Tüm arıcı dostlarımın güzel bir sezon geçirmelerini temenni ediyorum.

13 Şubat 2016 Cumartesi

Bahara doğru arıcılık faaliyetleri



بسم الله الرحمن الرحيم

Arı dostlarına ve dostlarıma selamlar.


Geçen haftalardaki soğuklar arıları etkilemiş, bir kısmı komple yavruyu kesmiş, bir kısmı ise yavru alanını daraltmış.
Son sıcaklar ile tekrar yavru faaliyeti başladı ve yavru alanı genişliyor.


Varroa için oksalik asit yaptım "bu iş Avrupa'daki gibi bitmiştir" diye düşünmeyin.
Bal dönemine kadar sürekli kontrol altında tutmaz iseniz varroa sebebi ile arınızın hasta olması işten bile değil.
Hangi arıcıya gitsem varroa ve nosemadan dert yanıyor, aman dikkat edelim.


Baharda arı ne zaman, nasıl gelişir?

Bana göre arının gelişmesini tetikleyen en iyi bitki; Marmara için "ballı baba otu", ağaçlarda ise "badem, yabani armut ve eriklerdir."

Ağaç çiçekleri kendini göstermediği sürece arı tam manası ile hızlanmaz. 

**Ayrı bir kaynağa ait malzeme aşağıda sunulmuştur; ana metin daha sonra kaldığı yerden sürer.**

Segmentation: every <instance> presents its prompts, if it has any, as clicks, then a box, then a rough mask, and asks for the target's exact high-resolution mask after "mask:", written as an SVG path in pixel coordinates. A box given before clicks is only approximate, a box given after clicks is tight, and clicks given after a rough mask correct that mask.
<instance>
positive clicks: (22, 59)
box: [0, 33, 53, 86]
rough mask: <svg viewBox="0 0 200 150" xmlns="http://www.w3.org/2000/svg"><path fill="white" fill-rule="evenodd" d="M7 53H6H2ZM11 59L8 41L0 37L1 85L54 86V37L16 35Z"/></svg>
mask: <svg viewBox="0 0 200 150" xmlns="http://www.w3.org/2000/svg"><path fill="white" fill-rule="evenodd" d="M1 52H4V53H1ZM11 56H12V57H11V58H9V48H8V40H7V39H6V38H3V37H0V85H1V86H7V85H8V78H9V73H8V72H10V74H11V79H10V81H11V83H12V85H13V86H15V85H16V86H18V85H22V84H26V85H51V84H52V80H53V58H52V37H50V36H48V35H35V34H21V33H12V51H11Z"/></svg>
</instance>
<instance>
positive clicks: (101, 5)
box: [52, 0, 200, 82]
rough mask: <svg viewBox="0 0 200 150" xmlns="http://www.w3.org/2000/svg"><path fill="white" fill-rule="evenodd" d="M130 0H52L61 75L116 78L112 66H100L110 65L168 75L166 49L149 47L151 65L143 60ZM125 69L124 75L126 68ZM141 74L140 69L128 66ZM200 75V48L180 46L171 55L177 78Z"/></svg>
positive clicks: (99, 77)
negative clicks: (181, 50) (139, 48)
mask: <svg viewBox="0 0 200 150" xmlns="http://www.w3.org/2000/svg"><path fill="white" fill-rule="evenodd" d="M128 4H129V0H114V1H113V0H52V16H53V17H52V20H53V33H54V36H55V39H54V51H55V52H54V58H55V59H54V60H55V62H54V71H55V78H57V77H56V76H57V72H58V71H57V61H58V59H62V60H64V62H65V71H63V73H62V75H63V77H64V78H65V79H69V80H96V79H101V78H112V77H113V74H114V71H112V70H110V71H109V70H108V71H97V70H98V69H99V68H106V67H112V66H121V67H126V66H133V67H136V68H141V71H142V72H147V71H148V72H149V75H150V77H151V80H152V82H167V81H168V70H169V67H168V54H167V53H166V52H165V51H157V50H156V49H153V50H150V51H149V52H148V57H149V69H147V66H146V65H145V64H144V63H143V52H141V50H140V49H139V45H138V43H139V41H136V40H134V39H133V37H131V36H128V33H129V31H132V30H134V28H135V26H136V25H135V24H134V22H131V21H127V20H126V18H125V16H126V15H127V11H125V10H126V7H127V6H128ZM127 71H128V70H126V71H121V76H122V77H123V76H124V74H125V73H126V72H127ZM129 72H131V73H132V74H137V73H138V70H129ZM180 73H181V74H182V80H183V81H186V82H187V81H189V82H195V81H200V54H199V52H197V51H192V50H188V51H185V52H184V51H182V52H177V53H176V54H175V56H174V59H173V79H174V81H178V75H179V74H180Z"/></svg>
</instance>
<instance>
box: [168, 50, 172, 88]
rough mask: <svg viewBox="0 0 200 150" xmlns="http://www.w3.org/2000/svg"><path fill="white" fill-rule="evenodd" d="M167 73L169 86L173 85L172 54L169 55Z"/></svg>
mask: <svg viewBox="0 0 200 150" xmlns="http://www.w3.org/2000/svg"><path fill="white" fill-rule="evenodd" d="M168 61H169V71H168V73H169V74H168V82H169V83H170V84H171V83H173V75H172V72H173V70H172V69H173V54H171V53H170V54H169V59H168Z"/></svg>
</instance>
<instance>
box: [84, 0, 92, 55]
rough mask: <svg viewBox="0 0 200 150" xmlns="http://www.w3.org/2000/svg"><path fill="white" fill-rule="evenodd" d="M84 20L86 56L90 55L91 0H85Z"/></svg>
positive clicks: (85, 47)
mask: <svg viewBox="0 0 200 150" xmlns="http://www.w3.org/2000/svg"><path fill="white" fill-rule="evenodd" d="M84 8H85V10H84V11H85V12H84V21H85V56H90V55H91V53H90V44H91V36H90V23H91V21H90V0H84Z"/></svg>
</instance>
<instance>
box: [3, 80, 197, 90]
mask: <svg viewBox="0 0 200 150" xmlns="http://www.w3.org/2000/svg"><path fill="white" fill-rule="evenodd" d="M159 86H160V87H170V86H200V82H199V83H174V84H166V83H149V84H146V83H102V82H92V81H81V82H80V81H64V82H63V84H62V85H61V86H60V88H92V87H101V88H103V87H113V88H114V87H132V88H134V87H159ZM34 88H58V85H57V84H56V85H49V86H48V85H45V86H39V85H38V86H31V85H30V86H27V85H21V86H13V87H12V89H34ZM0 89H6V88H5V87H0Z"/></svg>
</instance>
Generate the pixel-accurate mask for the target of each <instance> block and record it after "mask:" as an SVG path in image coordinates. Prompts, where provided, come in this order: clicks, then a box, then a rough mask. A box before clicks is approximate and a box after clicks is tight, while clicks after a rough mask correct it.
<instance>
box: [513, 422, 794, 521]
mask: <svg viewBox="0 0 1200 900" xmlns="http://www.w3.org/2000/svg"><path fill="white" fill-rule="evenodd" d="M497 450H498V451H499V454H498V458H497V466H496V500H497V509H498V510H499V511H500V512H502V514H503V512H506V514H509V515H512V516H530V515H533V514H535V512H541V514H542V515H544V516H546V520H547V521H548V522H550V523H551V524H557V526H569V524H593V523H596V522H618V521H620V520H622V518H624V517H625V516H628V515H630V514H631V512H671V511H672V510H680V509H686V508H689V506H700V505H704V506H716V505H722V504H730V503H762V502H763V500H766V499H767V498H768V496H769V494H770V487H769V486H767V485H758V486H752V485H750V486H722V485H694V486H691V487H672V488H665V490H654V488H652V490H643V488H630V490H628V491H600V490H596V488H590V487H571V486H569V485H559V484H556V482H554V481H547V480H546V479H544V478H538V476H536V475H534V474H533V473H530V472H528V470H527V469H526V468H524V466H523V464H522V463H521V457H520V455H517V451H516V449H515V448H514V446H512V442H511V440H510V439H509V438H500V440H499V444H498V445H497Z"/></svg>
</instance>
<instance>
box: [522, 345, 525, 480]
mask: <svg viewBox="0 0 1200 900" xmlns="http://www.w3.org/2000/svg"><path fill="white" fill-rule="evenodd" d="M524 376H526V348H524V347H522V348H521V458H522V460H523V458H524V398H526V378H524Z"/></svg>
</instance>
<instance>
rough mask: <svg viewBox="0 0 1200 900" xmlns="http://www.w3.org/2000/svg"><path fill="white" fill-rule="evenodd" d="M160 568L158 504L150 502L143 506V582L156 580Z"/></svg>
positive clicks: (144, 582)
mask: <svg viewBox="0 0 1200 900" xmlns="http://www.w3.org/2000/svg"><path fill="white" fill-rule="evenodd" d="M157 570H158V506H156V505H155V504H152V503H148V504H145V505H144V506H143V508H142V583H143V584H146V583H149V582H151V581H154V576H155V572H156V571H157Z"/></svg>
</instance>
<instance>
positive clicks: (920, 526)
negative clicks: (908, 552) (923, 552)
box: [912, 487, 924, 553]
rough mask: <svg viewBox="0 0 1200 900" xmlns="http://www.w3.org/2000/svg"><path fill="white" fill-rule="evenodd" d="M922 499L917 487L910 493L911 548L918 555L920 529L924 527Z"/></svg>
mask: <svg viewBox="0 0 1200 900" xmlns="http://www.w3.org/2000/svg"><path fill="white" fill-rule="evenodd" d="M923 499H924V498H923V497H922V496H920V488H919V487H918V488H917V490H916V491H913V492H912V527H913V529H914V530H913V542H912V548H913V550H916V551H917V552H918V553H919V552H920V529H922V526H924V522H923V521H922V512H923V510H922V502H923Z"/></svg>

Bizde "lale" denilen bitki, Mart ayı gibi açar ve arı çok iyi polen alır.
Kırmızı renklisi bizde çok nadir olmasına rağmen Akdeniz'de renk çeşitliliği daha fazla.


Akdeniz denilince hemen arının daha iyi geliştiği ve tüm bölgelerinin sürekli sıcak olduğu düşünülür.
Halbuki işin aslı öyle değil.
Çıralı'da bademler, hardallar çiçek iken; 20 km uzaklıktaki Kumluca'da henüz açmamış.


Defneler tomurcuk.


Sütleğen bitkisi Çıralı'da açmış fakat Kumluca'da henüz aktif değil.



Erken bahar için Akdeniz bölgesinde yerde açan çiçekleri pek dikkate almayın, zira soğuklar hepsini yaktığından, hepsi bir anda geçiyor.


Badem ağacı binlerce arıya ev sahipliği yapıyor.


Arıcı Mehmet abi ile Manavgat'ta da epey yer dolandım.
Buraya Antalya üzerinden ulaşmak sıkıntılı, 50 civarı trafik ışığını geçmek sinir bozucu oluyor.





Akdeniz sahillerinden kış manzaraları.


Aydıncık'dan geçilir de Ekrem abiye uğramadan olmaz.



Sera içerisindeki sebzeler süper görünüyor.
Ama yetiştirmesi meşakkatli, kazancı düşük, hastalık riski yüksek.